Plus qu’un simple choix esthétique, les « azulejos » portugais reflètent des influences culturelles, sociales et économiques indissociables de l’histoire du pays. Découvrons ensemble les maîtres en la matière qui fêtent cette année leurs 175 ans : Viuva Lamego.
La production des azulejos au Portugal remonte au XVIe siècle, mais c’est véritablement au XIXe siècle que cette industrie s’est affirmée face à une demande croissante du Brésil, où ils étaient particulièrement utiles pour protéger les bâtiments des climats chauds et humides, ce qui a entraîné l’émergence d’usines de céramique à travers tout le pays. Parmi les premières, Viúva Lamego, fondée en 1849, qui fête cette année ses 175 printemps.

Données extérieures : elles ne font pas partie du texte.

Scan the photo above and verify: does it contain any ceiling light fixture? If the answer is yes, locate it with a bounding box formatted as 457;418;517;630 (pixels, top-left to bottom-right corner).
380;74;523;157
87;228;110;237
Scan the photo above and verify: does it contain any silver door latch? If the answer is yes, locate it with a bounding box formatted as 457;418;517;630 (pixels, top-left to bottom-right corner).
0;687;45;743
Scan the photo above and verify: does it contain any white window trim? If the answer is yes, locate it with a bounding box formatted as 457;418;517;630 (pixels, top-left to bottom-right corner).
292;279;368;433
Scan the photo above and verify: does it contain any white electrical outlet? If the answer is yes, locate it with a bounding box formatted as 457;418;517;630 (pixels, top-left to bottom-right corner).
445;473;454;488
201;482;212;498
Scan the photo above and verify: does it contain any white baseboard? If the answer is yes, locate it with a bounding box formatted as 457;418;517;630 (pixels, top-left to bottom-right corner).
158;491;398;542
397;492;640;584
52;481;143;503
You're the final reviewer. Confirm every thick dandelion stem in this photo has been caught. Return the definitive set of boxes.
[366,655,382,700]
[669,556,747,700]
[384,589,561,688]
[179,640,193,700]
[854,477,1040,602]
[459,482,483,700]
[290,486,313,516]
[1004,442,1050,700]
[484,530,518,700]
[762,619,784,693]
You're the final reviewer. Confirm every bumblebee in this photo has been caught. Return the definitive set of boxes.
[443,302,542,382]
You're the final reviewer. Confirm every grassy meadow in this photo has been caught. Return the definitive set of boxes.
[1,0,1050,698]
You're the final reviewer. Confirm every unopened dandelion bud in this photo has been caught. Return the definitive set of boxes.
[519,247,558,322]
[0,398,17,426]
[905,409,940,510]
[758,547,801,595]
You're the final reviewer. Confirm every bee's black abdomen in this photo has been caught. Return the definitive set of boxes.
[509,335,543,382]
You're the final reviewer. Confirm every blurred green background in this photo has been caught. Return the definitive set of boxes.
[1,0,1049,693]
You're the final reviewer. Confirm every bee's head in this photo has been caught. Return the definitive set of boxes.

En effet, tout a commencé dans cette fameuse bâtisse située dans le quartier lisboète de Intendente qui arbore encore aujourd’hui une façade entièrement recouverte d’azulejos figuratifs, réalisés, à l’époque, par le directeur artistique de l’usine, Ferreira das Tabuletas. C’est un exemple pionnier de l’usage de ces « carreaux » comme support publicitaire. À l’origine un atelier de poterie d’António Costa Lamego, ce lieu s’est transformé en usine et a pris le nom de Viúva Lamego lorsque sa femme a pris la direction après sa mort, en 1876. Aujourd’hui classé comme bien d’intérêt public, cet édifice est l’un des symboles de la ville, un véritable emblème du style naïf du XIXe siècle.
Dans ses débuts, l’usine produisait principalement des articles utilitaires en argile rouge, des azulejos en argile blanche et quelques faïences. Avec l’avènement du XXe siècle, les azulejos sont devenus le produit phare de Viúva Lamego, qui s’est alors tournée vers les artistes, leur offrant des ateliers. Dans les années 1930, la production a été déplacée à Palma de Baixo, où elle est restée jusqu’en 1992, avant de s’installer à Abrunheira, à Sintra, où se trouve aujourd’hui l’usine.
À partir des années 1930, la collaboration avec des artistes visuels est devenue l’un des piliers de Viúva Lamego, qui a su voir le potentiel créatif de ses petits carreaux. En étant présents dans l’usine, en échangeant avec les artisans et en participant à chaque étape des projets, des créateurs de divers horizons ont contribué à revitaliser la céramique artistique au Portugal.
Pour célébrer ses 175 ans, Viúva Lamego a présenté une exposition exclusive au Museu Nacional do Azulejo à Lisbonne, dans le quartier de Marvila : « Une perspective du présent, une vision du futur ». Cette dernière, qui s’est déroulé jusqu’au 29 décembre 2024, a présenté des œuvres de divers artistes établis ainsi que d’une nouvelle génération. Elle a mit en lumière le présent et l’avenir de l’une des usines d’azulejos les plus importantes au Portugal, un acteur essentiel de l’histoire de la céramique nationale, sous la direction des chercheurs Rosário Salema de Carvalho et Francisco Queiroz. La présentation mettait en avant des œuvres de 17 artistes parmi lesquels Vhils, Add Fuel, Manuel Pimentel ou encore le Français Hervé Di Rosa.
En parallèle, une seconde salle à l’étage supérieur a exposé une sélection de pièces illustrant les processus de travail et la collaboration entre artistes, architectes, designers et les différents secteurs de l’usine. « Cette exposition, qui revisite l’héritage de Viúva Lamego, fondée en 1849, souligne le lien indéfectible entre l’usine et les artistes, un lien qui perdure à travers les décennies. Accueillir une telle exposition au musée est une grande fierté, car cela met en lumière le patrimoine d’une marque centenaire et son rôle dans la culture de la céramique portugaise », déclare Gonçalo Conceição, PDG de Viúva Lamego.